2// Use of this source code is governed by a BSD-style license that can be
3// found in the LICENSE file.
4
5// Provides a smart pointer class for intrusively reference-counted objects.
6
7#ifndef FLUTTER_FML_MEMORY_REF_PTR_H_
8#define FLUTTER_FML_MEMORY_REF_PTR_H_
9
10#include <cstddef>
11
12#include <functional>
13#include <utility>
14
15#include "flutter/fml/logging.h"
16#include "flutter/fml/macros.h"
17#include "flutter/fml/memory/ref_ptr_internal.h"
18
19namespace fml {
20
21// A smart pointer class for intrusively reference-counted objects (e.g., those
22// subclassing |RefCountedThreadSafe| -- see ref_counted.h).
23//
24// Such objects require *adoption* to obtain the first |RefPtr|, which is
25// accomplished using |AdoptRef| (see below). (This is due to such objects being
26// constructed with a reference count of 1. The adoption requirement is
27// enforced, at least in Debug builds, by assertions.)
28//
29// E.g., if |Foo| is an intrusively reference-counted class:
30//
31// // The |AdoptRef| may be put in a static factory method (e.g., if |Foo|'s
32// // constructor is private).
33// RefPtr<Foo> my_foo_ptr(AdoptRef(new Foo()));
34//
35// // Now OK, since "my Foo" has been adopted ...
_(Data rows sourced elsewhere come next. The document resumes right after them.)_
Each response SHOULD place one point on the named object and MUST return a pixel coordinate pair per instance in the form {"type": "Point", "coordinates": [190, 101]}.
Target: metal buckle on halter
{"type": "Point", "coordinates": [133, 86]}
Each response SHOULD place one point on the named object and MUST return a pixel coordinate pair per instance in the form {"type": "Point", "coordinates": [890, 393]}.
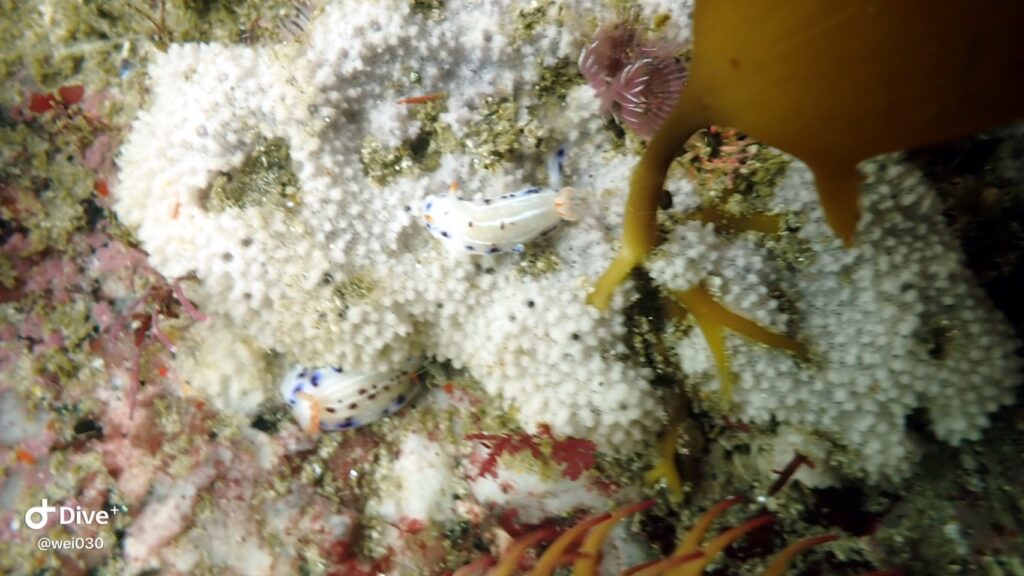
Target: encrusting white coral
{"type": "Point", "coordinates": [338, 271]}
{"type": "Point", "coordinates": [344, 274]}
{"type": "Point", "coordinates": [894, 324]}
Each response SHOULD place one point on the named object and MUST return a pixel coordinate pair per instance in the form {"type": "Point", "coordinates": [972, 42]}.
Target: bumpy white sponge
{"type": "Point", "coordinates": [894, 324]}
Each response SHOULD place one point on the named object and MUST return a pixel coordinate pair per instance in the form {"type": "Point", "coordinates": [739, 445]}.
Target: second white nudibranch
{"type": "Point", "coordinates": [333, 399]}
{"type": "Point", "coordinates": [504, 223]}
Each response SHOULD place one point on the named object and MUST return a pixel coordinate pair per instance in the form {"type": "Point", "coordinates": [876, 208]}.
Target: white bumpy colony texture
{"type": "Point", "coordinates": [894, 324]}
{"type": "Point", "coordinates": [288, 277]}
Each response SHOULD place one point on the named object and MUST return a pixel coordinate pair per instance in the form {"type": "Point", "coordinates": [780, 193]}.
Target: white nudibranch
{"type": "Point", "coordinates": [333, 399]}
{"type": "Point", "coordinates": [504, 223]}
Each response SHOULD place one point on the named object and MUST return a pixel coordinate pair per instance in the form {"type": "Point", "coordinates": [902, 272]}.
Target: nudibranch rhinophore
{"type": "Point", "coordinates": [334, 399]}
{"type": "Point", "coordinates": [504, 223]}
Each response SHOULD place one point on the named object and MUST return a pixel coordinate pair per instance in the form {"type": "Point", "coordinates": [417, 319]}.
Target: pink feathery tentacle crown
{"type": "Point", "coordinates": [636, 80]}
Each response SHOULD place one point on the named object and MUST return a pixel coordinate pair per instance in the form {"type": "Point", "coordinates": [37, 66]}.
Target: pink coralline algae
{"type": "Point", "coordinates": [636, 79]}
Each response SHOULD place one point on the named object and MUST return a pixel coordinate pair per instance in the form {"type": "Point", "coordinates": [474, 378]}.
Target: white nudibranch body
{"type": "Point", "coordinates": [498, 224]}
{"type": "Point", "coordinates": [333, 399]}
{"type": "Point", "coordinates": [505, 223]}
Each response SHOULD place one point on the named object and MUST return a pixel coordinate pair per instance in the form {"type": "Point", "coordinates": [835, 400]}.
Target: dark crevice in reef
{"type": "Point", "coordinates": [984, 205]}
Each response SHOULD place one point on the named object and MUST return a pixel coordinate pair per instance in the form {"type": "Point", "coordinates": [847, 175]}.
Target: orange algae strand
{"type": "Point", "coordinates": [656, 567]}
{"type": "Point", "coordinates": [510, 560]}
{"type": "Point", "coordinates": [718, 543]}
{"type": "Point", "coordinates": [691, 542]}
{"type": "Point", "coordinates": [666, 466]}
{"type": "Point", "coordinates": [782, 560]}
{"type": "Point", "coordinates": [713, 319]}
{"type": "Point", "coordinates": [554, 556]}
{"type": "Point", "coordinates": [587, 564]}
{"type": "Point", "coordinates": [833, 86]}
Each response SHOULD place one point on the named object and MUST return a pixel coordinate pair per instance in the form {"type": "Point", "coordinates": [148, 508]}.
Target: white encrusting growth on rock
{"type": "Point", "coordinates": [342, 273]}
{"type": "Point", "coordinates": [894, 324]}
{"type": "Point", "coordinates": [348, 276]}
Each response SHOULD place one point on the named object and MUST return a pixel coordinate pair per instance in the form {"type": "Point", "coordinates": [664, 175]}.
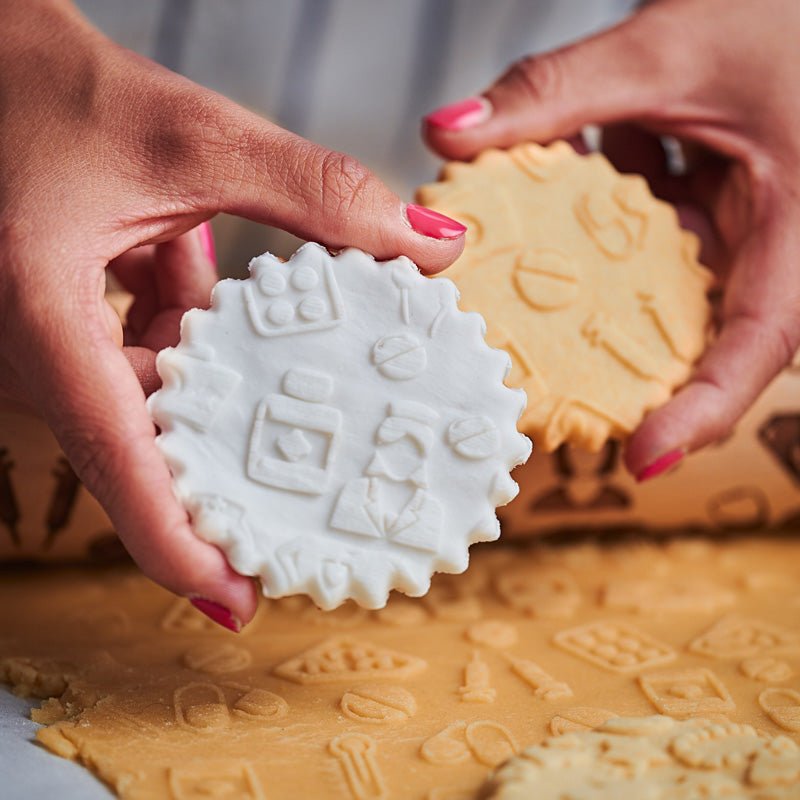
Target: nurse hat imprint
{"type": "Point", "coordinates": [338, 426]}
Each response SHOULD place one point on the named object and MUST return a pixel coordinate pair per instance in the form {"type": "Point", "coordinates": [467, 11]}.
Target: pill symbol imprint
{"type": "Point", "coordinates": [356, 754]}
{"type": "Point", "coordinates": [474, 437]}
{"type": "Point", "coordinates": [400, 357]}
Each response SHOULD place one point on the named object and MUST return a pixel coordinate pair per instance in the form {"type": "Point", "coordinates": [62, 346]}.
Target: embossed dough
{"type": "Point", "coordinates": [654, 757]}
{"type": "Point", "coordinates": [338, 426]}
{"type": "Point", "coordinates": [420, 700]}
{"type": "Point", "coordinates": [585, 278]}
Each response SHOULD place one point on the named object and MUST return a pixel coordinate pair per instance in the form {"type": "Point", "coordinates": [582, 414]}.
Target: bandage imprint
{"type": "Point", "coordinates": [615, 646]}
{"type": "Point", "coordinates": [330, 439]}
{"type": "Point", "coordinates": [378, 704]}
{"type": "Point", "coordinates": [579, 255]}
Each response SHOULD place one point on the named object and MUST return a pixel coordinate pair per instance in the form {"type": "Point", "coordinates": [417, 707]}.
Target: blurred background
{"type": "Point", "coordinates": [353, 75]}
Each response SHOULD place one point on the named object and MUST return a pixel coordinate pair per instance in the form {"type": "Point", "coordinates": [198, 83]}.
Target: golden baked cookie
{"type": "Point", "coordinates": [584, 278]}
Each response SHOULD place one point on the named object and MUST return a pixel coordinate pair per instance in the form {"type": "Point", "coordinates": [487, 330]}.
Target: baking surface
{"type": "Point", "coordinates": [419, 700]}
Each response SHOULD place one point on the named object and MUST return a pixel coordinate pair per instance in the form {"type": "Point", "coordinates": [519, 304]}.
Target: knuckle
{"type": "Point", "coordinates": [344, 183]}
{"type": "Point", "coordinates": [90, 460]}
{"type": "Point", "coordinates": [539, 78]}
{"type": "Point", "coordinates": [182, 137]}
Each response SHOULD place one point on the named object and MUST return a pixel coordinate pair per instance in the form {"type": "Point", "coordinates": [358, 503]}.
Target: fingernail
{"type": "Point", "coordinates": [432, 223]}
{"type": "Point", "coordinates": [661, 465]}
{"type": "Point", "coordinates": [216, 612]}
{"type": "Point", "coordinates": [207, 241]}
{"type": "Point", "coordinates": [463, 114]}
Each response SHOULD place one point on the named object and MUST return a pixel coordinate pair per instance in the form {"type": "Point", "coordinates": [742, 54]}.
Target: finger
{"type": "Point", "coordinates": [106, 433]}
{"type": "Point", "coordinates": [759, 336]}
{"type": "Point", "coordinates": [166, 280]}
{"type": "Point", "coordinates": [632, 149]}
{"type": "Point", "coordinates": [230, 160]}
{"type": "Point", "coordinates": [626, 72]}
{"type": "Point", "coordinates": [142, 361]}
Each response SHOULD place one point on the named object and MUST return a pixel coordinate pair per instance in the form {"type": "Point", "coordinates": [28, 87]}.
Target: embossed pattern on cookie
{"type": "Point", "coordinates": [348, 659]}
{"type": "Point", "coordinates": [687, 692]}
{"type": "Point", "coordinates": [329, 420]}
{"type": "Point", "coordinates": [741, 637]}
{"type": "Point", "coordinates": [653, 757]}
{"type": "Point", "coordinates": [585, 267]}
{"type": "Point", "coordinates": [615, 646]}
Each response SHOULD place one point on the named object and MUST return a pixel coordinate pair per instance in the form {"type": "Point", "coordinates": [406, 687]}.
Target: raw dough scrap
{"type": "Point", "coordinates": [585, 278]}
{"type": "Point", "coordinates": [338, 427]}
{"type": "Point", "coordinates": [656, 756]}
{"type": "Point", "coordinates": [417, 701]}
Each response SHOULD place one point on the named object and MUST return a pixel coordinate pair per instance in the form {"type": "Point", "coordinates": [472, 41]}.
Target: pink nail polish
{"type": "Point", "coordinates": [207, 241]}
{"type": "Point", "coordinates": [661, 465]}
{"type": "Point", "coordinates": [432, 223]}
{"type": "Point", "coordinates": [216, 612]}
{"type": "Point", "coordinates": [463, 114]}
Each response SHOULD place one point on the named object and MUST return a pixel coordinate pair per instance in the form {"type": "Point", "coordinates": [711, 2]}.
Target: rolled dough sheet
{"type": "Point", "coordinates": [418, 700]}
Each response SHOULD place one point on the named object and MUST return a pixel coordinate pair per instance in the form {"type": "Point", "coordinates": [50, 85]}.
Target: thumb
{"type": "Point", "coordinates": [239, 163]}
{"type": "Point", "coordinates": [624, 73]}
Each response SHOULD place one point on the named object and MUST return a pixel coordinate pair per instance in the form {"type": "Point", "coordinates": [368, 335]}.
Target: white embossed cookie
{"type": "Point", "coordinates": [653, 757]}
{"type": "Point", "coordinates": [338, 426]}
{"type": "Point", "coordinates": [585, 278]}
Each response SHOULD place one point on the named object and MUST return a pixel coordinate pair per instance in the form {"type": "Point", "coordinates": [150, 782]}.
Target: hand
{"type": "Point", "coordinates": [722, 76]}
{"type": "Point", "coordinates": [107, 159]}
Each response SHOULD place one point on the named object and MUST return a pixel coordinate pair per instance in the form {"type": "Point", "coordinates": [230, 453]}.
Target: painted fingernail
{"type": "Point", "coordinates": [432, 223]}
{"type": "Point", "coordinates": [207, 241]}
{"type": "Point", "coordinates": [461, 115]}
{"type": "Point", "coordinates": [661, 465]}
{"type": "Point", "coordinates": [216, 612]}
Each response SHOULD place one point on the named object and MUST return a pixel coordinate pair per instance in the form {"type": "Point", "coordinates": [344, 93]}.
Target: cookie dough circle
{"type": "Point", "coordinates": [308, 418]}
{"type": "Point", "coordinates": [585, 278]}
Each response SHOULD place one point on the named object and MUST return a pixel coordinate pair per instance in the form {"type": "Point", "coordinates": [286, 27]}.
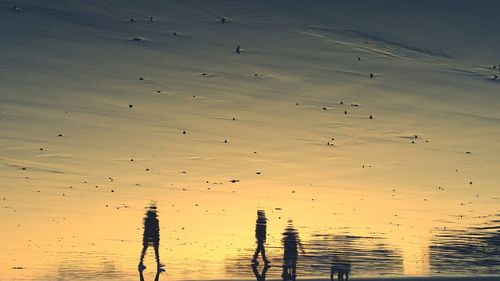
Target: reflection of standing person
{"type": "Point", "coordinates": [342, 268]}
{"type": "Point", "coordinates": [260, 235]}
{"type": "Point", "coordinates": [260, 276]}
{"type": "Point", "coordinates": [151, 237]}
{"type": "Point", "coordinates": [290, 242]}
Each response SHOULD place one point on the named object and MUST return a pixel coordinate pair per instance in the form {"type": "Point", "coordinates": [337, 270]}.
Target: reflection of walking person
{"type": "Point", "coordinates": [151, 237]}
{"type": "Point", "coordinates": [260, 235]}
{"type": "Point", "coordinates": [260, 276]}
{"type": "Point", "coordinates": [290, 242]}
{"type": "Point", "coordinates": [157, 276]}
{"type": "Point", "coordinates": [342, 268]}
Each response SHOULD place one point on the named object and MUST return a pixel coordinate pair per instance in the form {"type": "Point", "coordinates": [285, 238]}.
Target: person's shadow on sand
{"type": "Point", "coordinates": [157, 277]}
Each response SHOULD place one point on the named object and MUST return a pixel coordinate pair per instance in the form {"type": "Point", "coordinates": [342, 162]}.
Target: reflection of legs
{"type": "Point", "coordinates": [259, 249]}
{"type": "Point", "coordinates": [264, 271]}
{"type": "Point", "coordinates": [284, 275]}
{"type": "Point", "coordinates": [157, 257]}
{"type": "Point", "coordinates": [141, 266]}
{"type": "Point", "coordinates": [263, 251]}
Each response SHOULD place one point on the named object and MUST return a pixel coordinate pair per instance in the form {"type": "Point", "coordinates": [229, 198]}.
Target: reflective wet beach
{"type": "Point", "coordinates": [198, 137]}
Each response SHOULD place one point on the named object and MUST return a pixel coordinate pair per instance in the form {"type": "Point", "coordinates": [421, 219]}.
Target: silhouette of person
{"type": "Point", "coordinates": [151, 237]}
{"type": "Point", "coordinates": [157, 276]}
{"type": "Point", "coordinates": [260, 235]}
{"type": "Point", "coordinates": [342, 268]}
{"type": "Point", "coordinates": [290, 255]}
{"type": "Point", "coordinates": [260, 276]}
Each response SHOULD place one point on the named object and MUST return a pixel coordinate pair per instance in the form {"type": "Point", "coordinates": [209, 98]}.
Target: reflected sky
{"type": "Point", "coordinates": [391, 176]}
{"type": "Point", "coordinates": [465, 251]}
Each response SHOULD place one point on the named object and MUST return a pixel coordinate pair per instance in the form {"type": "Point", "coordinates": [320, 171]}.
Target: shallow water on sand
{"type": "Point", "coordinates": [394, 175]}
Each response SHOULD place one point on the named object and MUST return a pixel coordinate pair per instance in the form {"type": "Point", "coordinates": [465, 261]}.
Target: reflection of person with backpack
{"type": "Point", "coordinates": [151, 237]}
{"type": "Point", "coordinates": [260, 235]}
{"type": "Point", "coordinates": [290, 255]}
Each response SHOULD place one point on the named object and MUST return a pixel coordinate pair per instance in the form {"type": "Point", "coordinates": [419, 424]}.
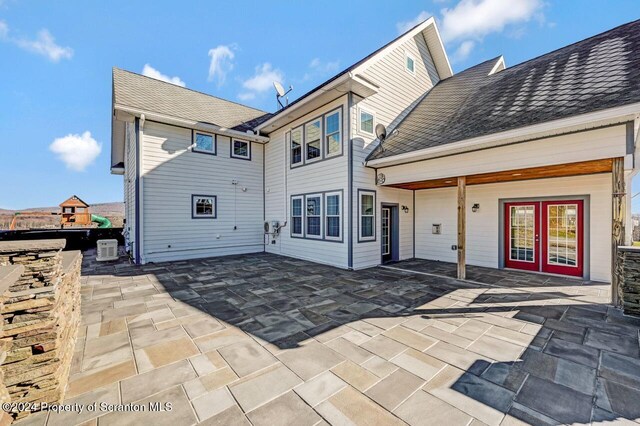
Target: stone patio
{"type": "Point", "coordinates": [264, 340]}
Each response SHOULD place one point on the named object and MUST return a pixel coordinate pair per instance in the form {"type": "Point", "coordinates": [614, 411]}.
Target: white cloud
{"type": "Point", "coordinates": [478, 18]}
{"type": "Point", "coordinates": [46, 46]}
{"type": "Point", "coordinates": [149, 71]}
{"type": "Point", "coordinates": [221, 64]}
{"type": "Point", "coordinates": [405, 26]}
{"type": "Point", "coordinates": [263, 78]}
{"type": "Point", "coordinates": [76, 151]}
{"type": "Point", "coordinates": [463, 51]}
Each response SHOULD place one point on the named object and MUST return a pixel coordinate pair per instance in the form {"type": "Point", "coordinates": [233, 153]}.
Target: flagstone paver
{"type": "Point", "coordinates": [262, 339]}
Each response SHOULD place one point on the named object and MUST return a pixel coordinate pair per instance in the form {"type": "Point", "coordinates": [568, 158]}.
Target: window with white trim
{"type": "Point", "coordinates": [241, 149]}
{"type": "Point", "coordinates": [312, 140]}
{"type": "Point", "coordinates": [410, 63]}
{"type": "Point", "coordinates": [204, 142]}
{"type": "Point", "coordinates": [313, 216]}
{"type": "Point", "coordinates": [296, 216]}
{"type": "Point", "coordinates": [366, 122]}
{"type": "Point", "coordinates": [333, 134]}
{"type": "Point", "coordinates": [203, 207]}
{"type": "Point", "coordinates": [296, 145]}
{"type": "Point", "coordinates": [333, 216]}
{"type": "Point", "coordinates": [367, 214]}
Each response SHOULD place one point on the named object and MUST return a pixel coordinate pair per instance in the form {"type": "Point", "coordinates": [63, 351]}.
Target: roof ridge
{"type": "Point", "coordinates": [191, 90]}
36// RefPtr<Foo> another_ptr_to_my_foo(my_foo_ptr.get());
37//
38// // ... though this would preferable in this situation.
39// RefPtr<Foo> yet_another_ptr_to_my_foo(my_foo_ptr);
40//
41// Unlike Chromium's |scoped_refptr|, |RefPtr| is only explicitly constructible
42// from a plain pointer (and not assignable). It is however implicitly
43// constructible from |nullptr|. So:
44//
45// RefPtr<Foo> foo(plain_ptr_to_adopted_foo); // OK.
46// foo = plain_ptr_to_adopted_foo; // Not OK (doesn't compile).
47// foo = RefPtr<Foo>(plain_ptr_to_adopted_foo); // OK.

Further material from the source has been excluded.